The sections of this notebook are as follows:

1. Load images
2. Localise the objects
3. Classify the objects
4. Filter the objects
5. Run btrack, uniting the objects locations over time

The data used in this notebook is timelapse microscopy data with h2b-gfp/rfp markers that show the spatial extent of the nucleus and it's mitotic state. 

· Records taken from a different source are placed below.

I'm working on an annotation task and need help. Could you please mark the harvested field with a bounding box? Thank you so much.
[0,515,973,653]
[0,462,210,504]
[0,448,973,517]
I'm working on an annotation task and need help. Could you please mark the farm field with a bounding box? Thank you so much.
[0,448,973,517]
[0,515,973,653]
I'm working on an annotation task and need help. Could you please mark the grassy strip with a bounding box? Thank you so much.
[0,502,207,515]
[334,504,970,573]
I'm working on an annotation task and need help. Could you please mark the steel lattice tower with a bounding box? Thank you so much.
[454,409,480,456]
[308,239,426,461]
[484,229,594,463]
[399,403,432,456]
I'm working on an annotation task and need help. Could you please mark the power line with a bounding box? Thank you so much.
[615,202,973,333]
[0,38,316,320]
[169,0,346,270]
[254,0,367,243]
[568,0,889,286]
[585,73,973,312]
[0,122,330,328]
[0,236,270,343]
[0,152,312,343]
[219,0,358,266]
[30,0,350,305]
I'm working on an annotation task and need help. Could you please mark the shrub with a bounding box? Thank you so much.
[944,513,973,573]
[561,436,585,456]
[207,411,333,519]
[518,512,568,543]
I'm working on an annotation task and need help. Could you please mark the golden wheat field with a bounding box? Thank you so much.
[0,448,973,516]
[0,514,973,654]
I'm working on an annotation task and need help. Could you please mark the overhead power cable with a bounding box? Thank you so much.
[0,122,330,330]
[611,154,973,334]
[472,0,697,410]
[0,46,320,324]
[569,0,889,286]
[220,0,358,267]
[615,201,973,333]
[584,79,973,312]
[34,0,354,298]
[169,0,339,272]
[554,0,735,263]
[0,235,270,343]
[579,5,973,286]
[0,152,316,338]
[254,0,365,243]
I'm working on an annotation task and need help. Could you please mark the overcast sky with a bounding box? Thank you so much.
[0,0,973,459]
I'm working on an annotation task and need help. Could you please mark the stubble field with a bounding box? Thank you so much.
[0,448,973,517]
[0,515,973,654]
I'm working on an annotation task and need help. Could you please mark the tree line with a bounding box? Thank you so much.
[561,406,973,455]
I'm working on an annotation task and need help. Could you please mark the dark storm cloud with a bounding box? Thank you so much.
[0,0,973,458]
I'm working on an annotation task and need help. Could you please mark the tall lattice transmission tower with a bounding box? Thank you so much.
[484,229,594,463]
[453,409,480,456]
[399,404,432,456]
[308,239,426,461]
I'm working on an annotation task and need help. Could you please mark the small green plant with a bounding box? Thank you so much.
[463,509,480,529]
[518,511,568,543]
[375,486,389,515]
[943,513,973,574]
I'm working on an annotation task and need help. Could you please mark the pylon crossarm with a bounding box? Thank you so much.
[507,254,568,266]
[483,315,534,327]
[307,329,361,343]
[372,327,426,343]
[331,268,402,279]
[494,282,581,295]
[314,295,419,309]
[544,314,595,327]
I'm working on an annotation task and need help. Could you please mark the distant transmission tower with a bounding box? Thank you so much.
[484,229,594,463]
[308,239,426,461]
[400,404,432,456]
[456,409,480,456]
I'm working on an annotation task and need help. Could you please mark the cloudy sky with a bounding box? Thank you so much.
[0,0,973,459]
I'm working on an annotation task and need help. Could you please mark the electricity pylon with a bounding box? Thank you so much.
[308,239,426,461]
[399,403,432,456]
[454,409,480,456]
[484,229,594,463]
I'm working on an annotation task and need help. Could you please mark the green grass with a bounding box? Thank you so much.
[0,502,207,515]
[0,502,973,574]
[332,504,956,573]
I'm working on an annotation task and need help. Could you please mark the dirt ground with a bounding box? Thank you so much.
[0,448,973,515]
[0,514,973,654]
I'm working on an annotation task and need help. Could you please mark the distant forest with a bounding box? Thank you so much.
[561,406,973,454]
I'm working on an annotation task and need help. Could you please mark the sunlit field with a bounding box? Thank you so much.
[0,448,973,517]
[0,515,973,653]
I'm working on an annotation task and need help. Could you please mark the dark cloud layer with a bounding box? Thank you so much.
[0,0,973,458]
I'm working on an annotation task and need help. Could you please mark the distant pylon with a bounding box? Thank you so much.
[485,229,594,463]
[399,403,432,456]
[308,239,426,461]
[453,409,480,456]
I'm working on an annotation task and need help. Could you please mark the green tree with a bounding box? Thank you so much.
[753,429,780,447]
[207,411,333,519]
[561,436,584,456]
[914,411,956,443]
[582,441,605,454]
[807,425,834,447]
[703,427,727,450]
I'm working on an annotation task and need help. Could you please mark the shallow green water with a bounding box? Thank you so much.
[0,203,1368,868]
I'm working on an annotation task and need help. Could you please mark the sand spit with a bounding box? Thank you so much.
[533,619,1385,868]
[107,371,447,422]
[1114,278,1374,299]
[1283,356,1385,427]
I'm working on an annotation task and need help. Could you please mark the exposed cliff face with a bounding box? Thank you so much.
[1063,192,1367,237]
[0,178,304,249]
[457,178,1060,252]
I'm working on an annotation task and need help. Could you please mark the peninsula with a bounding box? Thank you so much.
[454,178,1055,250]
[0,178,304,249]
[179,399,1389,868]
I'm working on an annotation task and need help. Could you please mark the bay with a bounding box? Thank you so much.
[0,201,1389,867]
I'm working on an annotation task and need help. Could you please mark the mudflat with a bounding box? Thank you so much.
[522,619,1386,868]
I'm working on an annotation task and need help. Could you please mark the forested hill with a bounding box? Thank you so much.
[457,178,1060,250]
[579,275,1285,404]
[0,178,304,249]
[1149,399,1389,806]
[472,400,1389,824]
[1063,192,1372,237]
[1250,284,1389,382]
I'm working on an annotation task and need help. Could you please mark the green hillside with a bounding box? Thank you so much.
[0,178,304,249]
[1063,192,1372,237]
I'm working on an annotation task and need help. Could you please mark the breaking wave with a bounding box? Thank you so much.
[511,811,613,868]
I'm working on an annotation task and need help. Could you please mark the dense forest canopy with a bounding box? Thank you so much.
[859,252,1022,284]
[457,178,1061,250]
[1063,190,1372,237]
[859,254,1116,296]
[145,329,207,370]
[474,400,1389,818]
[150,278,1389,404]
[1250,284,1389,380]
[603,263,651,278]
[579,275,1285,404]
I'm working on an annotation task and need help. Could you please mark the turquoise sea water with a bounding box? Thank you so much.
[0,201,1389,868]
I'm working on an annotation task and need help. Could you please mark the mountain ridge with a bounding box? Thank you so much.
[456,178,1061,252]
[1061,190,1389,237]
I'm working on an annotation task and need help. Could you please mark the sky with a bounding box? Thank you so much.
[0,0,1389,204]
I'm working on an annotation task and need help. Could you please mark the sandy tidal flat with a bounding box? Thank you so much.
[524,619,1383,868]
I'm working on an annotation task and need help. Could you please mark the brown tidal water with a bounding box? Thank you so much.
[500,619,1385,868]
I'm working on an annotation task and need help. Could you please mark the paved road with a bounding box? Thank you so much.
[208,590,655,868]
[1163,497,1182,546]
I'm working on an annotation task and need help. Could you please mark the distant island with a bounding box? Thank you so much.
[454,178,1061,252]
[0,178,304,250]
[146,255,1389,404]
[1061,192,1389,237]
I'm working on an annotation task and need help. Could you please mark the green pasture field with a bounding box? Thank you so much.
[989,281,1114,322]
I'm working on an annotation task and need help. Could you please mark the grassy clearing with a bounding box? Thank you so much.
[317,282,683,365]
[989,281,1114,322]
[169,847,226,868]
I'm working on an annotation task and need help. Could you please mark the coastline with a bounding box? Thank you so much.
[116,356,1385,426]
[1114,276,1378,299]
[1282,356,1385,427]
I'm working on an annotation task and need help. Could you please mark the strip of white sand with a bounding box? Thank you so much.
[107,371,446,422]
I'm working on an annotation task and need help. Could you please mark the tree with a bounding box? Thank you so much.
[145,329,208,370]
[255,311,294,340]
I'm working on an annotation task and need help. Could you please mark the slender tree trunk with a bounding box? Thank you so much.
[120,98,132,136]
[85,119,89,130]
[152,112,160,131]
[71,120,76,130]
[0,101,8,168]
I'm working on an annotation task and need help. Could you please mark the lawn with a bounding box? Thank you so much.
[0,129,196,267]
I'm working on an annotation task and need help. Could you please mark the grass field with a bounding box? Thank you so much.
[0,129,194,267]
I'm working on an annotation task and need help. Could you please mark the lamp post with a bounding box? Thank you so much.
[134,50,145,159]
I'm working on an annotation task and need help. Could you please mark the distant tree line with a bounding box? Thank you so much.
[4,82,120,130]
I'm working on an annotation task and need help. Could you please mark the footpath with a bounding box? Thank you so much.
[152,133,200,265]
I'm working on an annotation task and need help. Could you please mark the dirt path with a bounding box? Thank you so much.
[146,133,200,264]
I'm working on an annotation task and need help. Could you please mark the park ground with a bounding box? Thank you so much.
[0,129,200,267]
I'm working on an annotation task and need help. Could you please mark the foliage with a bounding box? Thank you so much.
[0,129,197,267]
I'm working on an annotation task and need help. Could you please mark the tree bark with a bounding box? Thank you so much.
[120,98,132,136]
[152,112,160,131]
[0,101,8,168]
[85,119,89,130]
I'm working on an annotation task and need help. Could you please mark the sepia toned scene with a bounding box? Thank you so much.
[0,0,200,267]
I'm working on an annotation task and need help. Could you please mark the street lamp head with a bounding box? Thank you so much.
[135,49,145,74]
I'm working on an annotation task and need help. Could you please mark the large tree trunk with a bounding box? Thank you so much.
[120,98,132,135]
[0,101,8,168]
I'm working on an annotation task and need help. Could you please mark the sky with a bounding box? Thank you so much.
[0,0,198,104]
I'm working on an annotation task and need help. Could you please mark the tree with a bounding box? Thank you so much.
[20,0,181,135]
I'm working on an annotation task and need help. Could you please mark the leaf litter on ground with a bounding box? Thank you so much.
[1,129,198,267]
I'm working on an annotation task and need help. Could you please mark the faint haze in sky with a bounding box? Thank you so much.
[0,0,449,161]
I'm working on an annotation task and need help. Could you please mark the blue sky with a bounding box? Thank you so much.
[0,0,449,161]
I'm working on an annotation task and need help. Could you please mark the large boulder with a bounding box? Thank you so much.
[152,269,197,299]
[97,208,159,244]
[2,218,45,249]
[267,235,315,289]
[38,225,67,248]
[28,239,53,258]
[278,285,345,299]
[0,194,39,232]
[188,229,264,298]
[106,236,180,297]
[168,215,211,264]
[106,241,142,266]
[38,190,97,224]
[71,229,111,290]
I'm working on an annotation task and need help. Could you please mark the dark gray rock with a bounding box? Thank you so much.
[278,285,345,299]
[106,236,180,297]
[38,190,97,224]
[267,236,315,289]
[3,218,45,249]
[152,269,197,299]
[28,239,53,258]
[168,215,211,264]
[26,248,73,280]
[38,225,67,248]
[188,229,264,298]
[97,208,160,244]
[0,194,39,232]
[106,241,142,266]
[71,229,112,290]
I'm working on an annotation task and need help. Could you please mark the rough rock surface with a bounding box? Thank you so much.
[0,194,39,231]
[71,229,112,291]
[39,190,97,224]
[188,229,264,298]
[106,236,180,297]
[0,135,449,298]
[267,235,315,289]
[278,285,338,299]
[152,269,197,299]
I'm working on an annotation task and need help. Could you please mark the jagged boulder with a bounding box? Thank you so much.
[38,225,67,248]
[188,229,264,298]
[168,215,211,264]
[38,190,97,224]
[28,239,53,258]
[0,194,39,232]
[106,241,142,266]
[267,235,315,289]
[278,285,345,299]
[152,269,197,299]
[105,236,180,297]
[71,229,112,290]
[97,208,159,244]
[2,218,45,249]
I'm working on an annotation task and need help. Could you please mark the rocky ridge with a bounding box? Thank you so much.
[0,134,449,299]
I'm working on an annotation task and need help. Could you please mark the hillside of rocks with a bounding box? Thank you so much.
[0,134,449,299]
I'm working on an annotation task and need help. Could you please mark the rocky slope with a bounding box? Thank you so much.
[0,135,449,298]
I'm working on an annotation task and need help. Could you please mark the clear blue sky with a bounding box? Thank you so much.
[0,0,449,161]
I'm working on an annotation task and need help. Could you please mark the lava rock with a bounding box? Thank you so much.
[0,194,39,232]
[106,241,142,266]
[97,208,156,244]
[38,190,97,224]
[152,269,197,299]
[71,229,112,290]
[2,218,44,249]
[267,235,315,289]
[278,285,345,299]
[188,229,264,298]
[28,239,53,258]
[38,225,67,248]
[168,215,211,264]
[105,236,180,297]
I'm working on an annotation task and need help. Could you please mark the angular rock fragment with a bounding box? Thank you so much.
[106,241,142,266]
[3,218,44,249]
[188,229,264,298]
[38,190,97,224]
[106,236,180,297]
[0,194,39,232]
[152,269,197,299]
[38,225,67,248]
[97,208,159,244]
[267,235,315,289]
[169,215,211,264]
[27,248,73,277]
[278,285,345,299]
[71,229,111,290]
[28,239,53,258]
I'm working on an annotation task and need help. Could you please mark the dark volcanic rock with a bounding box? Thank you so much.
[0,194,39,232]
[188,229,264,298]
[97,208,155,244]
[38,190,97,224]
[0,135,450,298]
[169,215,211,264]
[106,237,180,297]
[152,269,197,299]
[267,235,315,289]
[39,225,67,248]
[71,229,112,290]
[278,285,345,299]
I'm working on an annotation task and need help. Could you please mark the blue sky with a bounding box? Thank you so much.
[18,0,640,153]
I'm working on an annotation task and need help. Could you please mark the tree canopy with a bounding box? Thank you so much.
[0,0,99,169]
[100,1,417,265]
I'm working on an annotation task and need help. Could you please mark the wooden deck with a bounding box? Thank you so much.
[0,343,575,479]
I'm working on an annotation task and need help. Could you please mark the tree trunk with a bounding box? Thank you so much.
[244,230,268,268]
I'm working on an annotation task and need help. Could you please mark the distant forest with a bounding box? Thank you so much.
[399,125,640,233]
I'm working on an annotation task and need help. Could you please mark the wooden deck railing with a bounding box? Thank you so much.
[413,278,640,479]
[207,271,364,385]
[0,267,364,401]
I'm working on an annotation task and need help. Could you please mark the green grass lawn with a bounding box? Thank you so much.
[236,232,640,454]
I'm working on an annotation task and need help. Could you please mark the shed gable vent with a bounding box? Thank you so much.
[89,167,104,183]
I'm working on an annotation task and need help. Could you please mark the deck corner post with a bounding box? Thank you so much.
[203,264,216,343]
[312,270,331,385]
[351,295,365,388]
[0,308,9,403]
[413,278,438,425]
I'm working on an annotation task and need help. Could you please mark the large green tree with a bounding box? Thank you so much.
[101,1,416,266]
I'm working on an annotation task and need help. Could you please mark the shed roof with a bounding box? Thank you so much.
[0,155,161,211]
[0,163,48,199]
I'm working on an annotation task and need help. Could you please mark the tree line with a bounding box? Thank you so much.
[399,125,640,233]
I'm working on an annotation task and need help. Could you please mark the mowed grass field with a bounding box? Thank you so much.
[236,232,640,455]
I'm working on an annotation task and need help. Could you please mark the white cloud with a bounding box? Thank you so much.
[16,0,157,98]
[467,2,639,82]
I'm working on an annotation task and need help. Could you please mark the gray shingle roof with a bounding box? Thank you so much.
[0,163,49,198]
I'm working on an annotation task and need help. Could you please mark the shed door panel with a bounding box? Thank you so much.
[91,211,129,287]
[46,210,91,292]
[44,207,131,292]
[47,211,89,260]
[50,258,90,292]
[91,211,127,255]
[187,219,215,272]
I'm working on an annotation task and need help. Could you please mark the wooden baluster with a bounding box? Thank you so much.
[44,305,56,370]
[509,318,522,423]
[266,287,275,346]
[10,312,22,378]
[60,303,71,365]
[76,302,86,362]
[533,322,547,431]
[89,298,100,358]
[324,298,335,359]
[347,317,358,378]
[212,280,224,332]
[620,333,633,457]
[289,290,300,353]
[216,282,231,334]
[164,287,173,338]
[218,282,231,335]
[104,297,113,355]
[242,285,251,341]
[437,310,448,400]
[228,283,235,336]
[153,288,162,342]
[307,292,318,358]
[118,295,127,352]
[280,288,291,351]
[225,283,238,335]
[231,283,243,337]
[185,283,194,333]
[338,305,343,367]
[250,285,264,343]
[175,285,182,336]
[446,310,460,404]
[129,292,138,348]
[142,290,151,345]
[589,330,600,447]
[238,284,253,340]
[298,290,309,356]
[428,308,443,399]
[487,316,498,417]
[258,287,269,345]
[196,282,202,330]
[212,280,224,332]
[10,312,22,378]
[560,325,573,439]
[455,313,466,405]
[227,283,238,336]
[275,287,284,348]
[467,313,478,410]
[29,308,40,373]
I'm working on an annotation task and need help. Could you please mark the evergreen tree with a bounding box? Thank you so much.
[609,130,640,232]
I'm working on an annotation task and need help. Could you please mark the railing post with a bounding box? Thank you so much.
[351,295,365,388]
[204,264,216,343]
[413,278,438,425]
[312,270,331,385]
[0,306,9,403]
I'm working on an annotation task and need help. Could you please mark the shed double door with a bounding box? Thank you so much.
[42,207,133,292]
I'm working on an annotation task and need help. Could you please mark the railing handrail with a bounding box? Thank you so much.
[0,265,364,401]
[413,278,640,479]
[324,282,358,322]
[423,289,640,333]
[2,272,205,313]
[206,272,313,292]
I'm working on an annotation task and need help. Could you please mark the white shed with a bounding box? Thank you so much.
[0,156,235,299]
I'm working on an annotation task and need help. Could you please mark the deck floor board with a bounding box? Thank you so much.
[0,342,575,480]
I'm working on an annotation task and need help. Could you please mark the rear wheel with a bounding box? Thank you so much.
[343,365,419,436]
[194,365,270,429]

This notebook uses the dask octopuslite image loader from the CellX/Lowe lab project.

In [1]:
from octopuslite import DaskOctopusLiteLoader
import btrack
from tqdm import tqdm
import numpy as np
from scipy.special import softmax
import os
import matplotlib.pyplot as plt
from skimage.io import imread, imshow
%matplotlib inline
plt.rcParams['figure.figsize'] = [18,8]

In [2]:
def segmentation_generator(files, crop = None):
    """Segmentation generator"""
    #get dims
    shape = imread(files[0]).shape
    dims = imread(files[0]).ndim
    if crop == None:
        for filename in files:
            img = imread(filename)
            yield img
    else:
        cslice = lambda d: slice(
            int((shape[d] - crop[d]) // 2),
            int((shape[d] - crop[d]) // 2 + crop[d]))
        crops = tuple([cslice(d) for d in range(dims)])
        print(crops)
        for filename in files:
            img = imread(filename)[crops]
            yield img
        plt.imshow(img)
        plt.show()

## 1. Load segmentation images

In [None]:
# load images
expt = 'ND0009'
pos = 'Pos3'
image_path = f'/home/nathan/data/kraken/ras/{expt}/{pos}/{pos}_stardist_masks'
masks = DaskOctopusLiteLoader(image_path, crop=(1200,1600), remove_background=True)
## efficiently load segmentation images by providing the path to the generator function
segmentation_gfp = segmentation_generator(masks.files('mask_gfp'), crop=(1200,1600))
segmentation_rfp = segmentation_generator(masks.files('mask_rfp'), crop=(1200,1600))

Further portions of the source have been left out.